- Directed by: Kruthivennu Nageswara Rao
- Written by: Kruthivennu Nageswara Rao
- Starring: Prabhala Krishnamurthy P. S. Sarma P. Rama Rao K. Rangarao M. Ramachandramurthi Nukaraju Rajyam B. Rajalakshmi
- Music by: Munuvanti Venkateswara Rao
- Production company: Indian Art Cinetone
- Release date: 20 July 1936;
- Running time: 133 minutes
- Country: India
- Language: Telugu

= Prema Vijayam =

1936 Telugu film by Kruthivennu Nageswara Rao

Prema Vijayam is a 1936 Telugu-language drama film directed by Kruthivennu Nageswara Rao. Produced by Indian Art Cinetone, it is recognized as the first social film in Telugu cinema. At a time when mythological films dominated the industry, Prema Vijayam introduced contemporary social themes, making it a groundbreaking work in Telugu cinema.
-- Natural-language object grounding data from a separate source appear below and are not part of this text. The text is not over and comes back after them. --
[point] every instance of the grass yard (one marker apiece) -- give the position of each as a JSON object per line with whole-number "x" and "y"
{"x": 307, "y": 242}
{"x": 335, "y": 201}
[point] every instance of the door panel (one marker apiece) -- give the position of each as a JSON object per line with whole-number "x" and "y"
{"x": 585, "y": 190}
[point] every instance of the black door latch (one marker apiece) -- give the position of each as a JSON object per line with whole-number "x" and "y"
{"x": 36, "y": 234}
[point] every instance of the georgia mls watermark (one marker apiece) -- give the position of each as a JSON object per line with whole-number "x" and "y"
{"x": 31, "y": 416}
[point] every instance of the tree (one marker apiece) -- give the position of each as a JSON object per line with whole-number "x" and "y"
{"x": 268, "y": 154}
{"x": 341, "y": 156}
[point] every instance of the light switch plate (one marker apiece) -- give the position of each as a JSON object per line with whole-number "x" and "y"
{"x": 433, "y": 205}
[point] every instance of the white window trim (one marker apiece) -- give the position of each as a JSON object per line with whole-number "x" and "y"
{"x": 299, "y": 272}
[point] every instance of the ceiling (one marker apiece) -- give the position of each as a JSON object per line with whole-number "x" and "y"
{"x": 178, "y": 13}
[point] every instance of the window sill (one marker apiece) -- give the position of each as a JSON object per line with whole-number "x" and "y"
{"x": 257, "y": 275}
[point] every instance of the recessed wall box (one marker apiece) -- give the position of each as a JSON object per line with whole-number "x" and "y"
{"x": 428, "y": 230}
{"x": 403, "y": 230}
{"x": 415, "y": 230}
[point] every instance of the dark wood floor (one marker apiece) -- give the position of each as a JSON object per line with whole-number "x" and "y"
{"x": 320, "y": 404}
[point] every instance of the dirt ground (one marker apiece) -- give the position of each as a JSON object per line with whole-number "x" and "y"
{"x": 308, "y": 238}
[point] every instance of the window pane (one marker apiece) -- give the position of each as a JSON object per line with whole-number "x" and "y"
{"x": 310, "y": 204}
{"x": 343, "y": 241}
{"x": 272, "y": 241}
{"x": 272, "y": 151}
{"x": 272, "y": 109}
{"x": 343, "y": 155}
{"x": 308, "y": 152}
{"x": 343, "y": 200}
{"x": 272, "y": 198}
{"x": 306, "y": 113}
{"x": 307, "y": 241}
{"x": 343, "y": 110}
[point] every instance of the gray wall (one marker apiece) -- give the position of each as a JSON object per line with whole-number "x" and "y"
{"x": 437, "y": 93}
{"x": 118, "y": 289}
Although Prema Vijayam did not succeed commercially, it remains a significant milestone as the first social film in Telugu cinema. Its daring approach to depicting real-life societal challenges opened the door for future social films, making it a precursor to films that addressed contemporary issues.

== Cast ==
Source:

==Production==
The film was adapted from Nageswara Rao's original stage play and is considered the first Telugu film to break away from mythological themes. The plot centers on two lovers who face opposition from their parents before finally coming together. It is often viewed as a precursor to the Rohini and Vauhini Telugu melodramas.

== Soundtrack ==
The music was composed by Munuvanti Venkateswara Rao with lyrics written by poet Vedula Satyanarayana Sastry.

== Legacy ==
Despite its significance, the film was a commercial failure. Nevertheless, Prema Vijayam paved the way for the future of social films, inspiring filmmakers to explore contemporary issues in cinema. The story revolved around themes of college life, student relationships, and local elections, addressing modern social issues like widow remarriage, which was a major topic of discussion in society at the time. The film also reflects a desire for independence in the colonial era.